Guideline 6 also accords with Mayer’s (2001) coherence principle, which holds that multimedia presentations can cause cognitive overload when they contain too much non-essential or extraneous information. To achieve coherence, the designer is advised to weed out all information that is not immediately meaningful for the user’s task. Slashing the verbiage is also a fundamental design principle in minimalism (Carroll, 1990). Likewise, Plaisant and Shneiderman (2005) suggest cutting all unnecessary words as a special design tip in the construction of recorded demonstrations.

The guideline to follow the user’s mental plan in describing an action sequence (G6.1) originates with Dixon’s foundational research (1982). According to Dixon, people who must carry out (written) instructions do so by constructing a mental plan that consists of a hierarchy of action schemas (see also Zacks & Tversky, 2003). One of the interesting implications of this research is that when the user’s actions vary under certain conditions, the instructions should begin by stating the conditions. This view is also evident in the advice from Farkas (1999) on extensions of the basic action step. According to that advice, facilitating modifiers and conditional steps should be given before the basic action step. Thus, it is better to say “On the File menu, click New” than the other way around.

According to the streamlined-step model (Farkas, 1999) the basic action step preferably begins with an imperative verb followed by an object (for example, Click Home).

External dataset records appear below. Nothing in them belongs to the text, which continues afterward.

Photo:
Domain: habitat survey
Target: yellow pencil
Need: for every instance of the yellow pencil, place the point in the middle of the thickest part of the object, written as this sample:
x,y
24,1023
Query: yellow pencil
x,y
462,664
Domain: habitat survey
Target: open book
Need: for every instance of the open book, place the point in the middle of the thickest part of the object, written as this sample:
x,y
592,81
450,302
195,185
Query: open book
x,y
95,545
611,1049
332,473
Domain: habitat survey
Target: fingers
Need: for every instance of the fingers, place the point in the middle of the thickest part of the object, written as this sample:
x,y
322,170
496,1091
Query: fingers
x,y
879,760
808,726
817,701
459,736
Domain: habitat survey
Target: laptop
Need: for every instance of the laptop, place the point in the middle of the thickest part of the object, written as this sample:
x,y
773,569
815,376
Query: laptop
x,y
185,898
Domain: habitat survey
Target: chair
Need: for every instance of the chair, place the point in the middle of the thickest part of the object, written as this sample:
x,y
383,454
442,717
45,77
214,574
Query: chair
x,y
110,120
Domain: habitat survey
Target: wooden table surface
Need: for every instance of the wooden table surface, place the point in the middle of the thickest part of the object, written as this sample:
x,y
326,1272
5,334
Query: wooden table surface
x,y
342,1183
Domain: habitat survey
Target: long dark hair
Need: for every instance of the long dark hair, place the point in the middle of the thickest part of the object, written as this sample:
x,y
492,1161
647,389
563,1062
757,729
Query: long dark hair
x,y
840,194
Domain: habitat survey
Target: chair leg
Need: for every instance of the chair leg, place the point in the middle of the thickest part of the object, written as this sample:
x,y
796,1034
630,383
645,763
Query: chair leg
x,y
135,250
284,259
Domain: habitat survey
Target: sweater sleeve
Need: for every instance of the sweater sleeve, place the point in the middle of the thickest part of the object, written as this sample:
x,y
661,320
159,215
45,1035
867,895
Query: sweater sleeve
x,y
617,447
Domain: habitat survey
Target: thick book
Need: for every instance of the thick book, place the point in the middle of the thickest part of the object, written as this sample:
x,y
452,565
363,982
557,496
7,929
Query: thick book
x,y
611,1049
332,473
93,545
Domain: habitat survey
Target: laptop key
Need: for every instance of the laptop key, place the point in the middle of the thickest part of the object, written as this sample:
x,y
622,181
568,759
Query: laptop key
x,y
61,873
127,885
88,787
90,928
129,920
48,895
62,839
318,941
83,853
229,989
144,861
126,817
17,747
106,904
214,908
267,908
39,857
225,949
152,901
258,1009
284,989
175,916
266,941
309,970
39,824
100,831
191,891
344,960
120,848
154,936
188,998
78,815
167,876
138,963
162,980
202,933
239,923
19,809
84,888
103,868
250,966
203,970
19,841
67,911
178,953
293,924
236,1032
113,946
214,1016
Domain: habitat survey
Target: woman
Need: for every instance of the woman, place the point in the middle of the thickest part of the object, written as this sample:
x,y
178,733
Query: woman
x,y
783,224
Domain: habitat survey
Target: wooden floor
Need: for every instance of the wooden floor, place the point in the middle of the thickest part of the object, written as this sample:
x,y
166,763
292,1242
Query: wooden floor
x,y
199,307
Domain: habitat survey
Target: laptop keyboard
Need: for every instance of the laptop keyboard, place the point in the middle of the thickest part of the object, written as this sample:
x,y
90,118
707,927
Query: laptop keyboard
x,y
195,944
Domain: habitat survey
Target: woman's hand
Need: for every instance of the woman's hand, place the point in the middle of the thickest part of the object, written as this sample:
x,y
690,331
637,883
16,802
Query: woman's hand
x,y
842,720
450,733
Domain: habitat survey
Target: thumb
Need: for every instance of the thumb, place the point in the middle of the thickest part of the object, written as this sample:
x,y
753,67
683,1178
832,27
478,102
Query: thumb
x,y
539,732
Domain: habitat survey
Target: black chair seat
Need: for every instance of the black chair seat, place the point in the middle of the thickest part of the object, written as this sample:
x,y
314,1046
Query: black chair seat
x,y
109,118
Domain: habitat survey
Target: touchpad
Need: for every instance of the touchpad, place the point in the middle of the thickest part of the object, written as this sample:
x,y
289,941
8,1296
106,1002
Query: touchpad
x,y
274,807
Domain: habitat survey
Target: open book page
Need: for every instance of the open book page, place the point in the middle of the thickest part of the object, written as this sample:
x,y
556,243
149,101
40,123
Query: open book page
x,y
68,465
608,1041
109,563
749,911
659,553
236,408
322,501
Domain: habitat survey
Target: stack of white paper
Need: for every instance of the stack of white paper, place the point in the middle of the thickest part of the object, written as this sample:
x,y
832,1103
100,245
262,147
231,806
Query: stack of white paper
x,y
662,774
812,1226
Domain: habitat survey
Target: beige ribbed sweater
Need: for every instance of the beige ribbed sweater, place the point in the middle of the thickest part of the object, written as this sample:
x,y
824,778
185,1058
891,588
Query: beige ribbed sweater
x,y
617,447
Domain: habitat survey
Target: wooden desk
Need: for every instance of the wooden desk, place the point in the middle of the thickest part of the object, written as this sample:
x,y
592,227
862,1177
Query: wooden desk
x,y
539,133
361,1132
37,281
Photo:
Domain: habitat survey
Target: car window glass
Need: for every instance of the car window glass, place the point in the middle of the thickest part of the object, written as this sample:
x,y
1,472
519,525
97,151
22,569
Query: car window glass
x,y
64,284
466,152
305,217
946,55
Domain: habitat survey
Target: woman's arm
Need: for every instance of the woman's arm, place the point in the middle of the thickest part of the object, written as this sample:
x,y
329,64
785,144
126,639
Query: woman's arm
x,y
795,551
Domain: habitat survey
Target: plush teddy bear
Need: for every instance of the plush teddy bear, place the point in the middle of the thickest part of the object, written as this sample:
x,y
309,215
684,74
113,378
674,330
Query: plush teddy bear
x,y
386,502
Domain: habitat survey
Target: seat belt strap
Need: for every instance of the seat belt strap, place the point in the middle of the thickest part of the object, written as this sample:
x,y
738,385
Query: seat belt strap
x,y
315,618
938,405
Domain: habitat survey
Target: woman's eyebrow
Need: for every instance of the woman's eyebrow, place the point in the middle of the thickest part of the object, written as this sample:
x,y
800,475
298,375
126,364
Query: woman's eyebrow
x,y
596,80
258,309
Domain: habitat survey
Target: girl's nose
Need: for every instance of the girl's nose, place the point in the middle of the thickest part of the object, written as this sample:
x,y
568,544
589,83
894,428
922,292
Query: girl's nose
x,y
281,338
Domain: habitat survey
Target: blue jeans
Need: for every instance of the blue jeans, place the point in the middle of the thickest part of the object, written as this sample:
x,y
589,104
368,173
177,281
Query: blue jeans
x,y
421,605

Farkas’ assertion that the fundamental unit for the user’s behavior is a coupling of an action with an object is also supported by theories on event cognition (Zacks & Tversky, 2003). But this is only a one-sided view. In procedural instructions for software use, the software reaction is also critically important. User action and system reaction depend upon each other. The Four Components Model (Van der Meij et al., 2003; Van der Meij & Gellevij, 2004) emphasizes this dependency by considering both together as a key component in designing instructions (G6.2). The reaction part in the component provides feedback. Immediate feedback has been found superior to delayed feedback in procedural skills learning (Shute, 2008).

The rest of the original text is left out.